An 8-year-old boy in Chateauguay, Que., who was born with an agonizing skin condition has become the first child in the world to use nitrous oxide – or laughing gas -- at home to help him with his painful treatments. And his family says the treatment has changed his life.

Evan Prescott has epidermolysis bullosa, the same skin condition that affects “Butterfly Boy” Jonathan Pitre. The genetic condition is incurable and causes skin to easily tear and break into blisters.

Evan’s form of the disease is milder than Pitre’s but he still needs to use a wheelchair at school and to walk around on his knees most of the time at home.

“It's easier for me to go around on my knees because… my feet and hands are the most painful because those are the things I mostly use,” he told CTV Montreal.

Evan was diagnosed with EB within hours of birth and spent his first months in hospitals where nurses wrapped him in bandages several times a day to protect his skin. But once at home, Evan’s parents had to take over care, including a grueling, twice-daily regimen of lancing his blisters.

“We pop them with a sterile needle that we have a prescription for. We lance them and then we drain them,” his mother, Yandy Macabuag, explains.

The treatments are extremely painful and thus traumatic for everyone involved, says Macabuag.

“He would literally cry and cry and cry before he could communicate with words. It was just tears.
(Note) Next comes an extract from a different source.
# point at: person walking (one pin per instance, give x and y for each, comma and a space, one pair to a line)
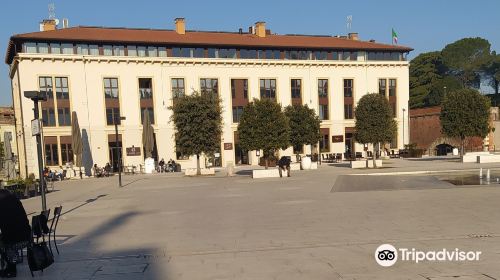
15, 231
As a parent, it's horrible, because you're told that you're doing this to help your child and you feel like this monster who's attacking them,” Macabuag said, fighting back tears of her own.

Evan’s medical team at Montreal Children’s Hospital tried several standard treatments to help Evan handle the pain, from distraction techniques to anesthetic creams to opioids, but nothing worked.

Dr. Pablo Ingelmo, the director of the hospital’s Chronic Pain Service, didn’t want to give up looking for a solution, calling it “unacceptable” to allow Evan to endure pain.

“You see suffering in the face of the kid who cannot walk, and you see the suffering in the face of the mother that has to inflict pain,” he said.

The family wanted a painkiller that would be fast-acting but would also wear off quickly and leave no lingering side effects. Dr. Ingelmo assembled a team and proposed a new take on an old-fashioned treatment: laughing gas.

Nitrous oxide has been used as a pain reliever in dentistry since the mid-1800s, and though local anesthetics have mostly reduced its use, paramedics and dentists still rely on the drug. Dr. Ingelmo says it’s also used widely on sick children in his native Italy.

Dr. Ingelmo trained Evan’s family to administer the gas from home using a tank filled with 50 per cent oxygen and 50 per cent nitrous oxide, which limits the amount of gas Evan can inhale.

Though Evan was at first scared of the mask and took a while to accept it, his family says it’s since become a life-changer. Evan is more relaxed during his skin-care sessions and his overall anxiety has dropped while his confidence has grown.

The family now hopes that the chronic pain research underway at the Children's Hospital will open up that same world of possibilities for other sick children as well.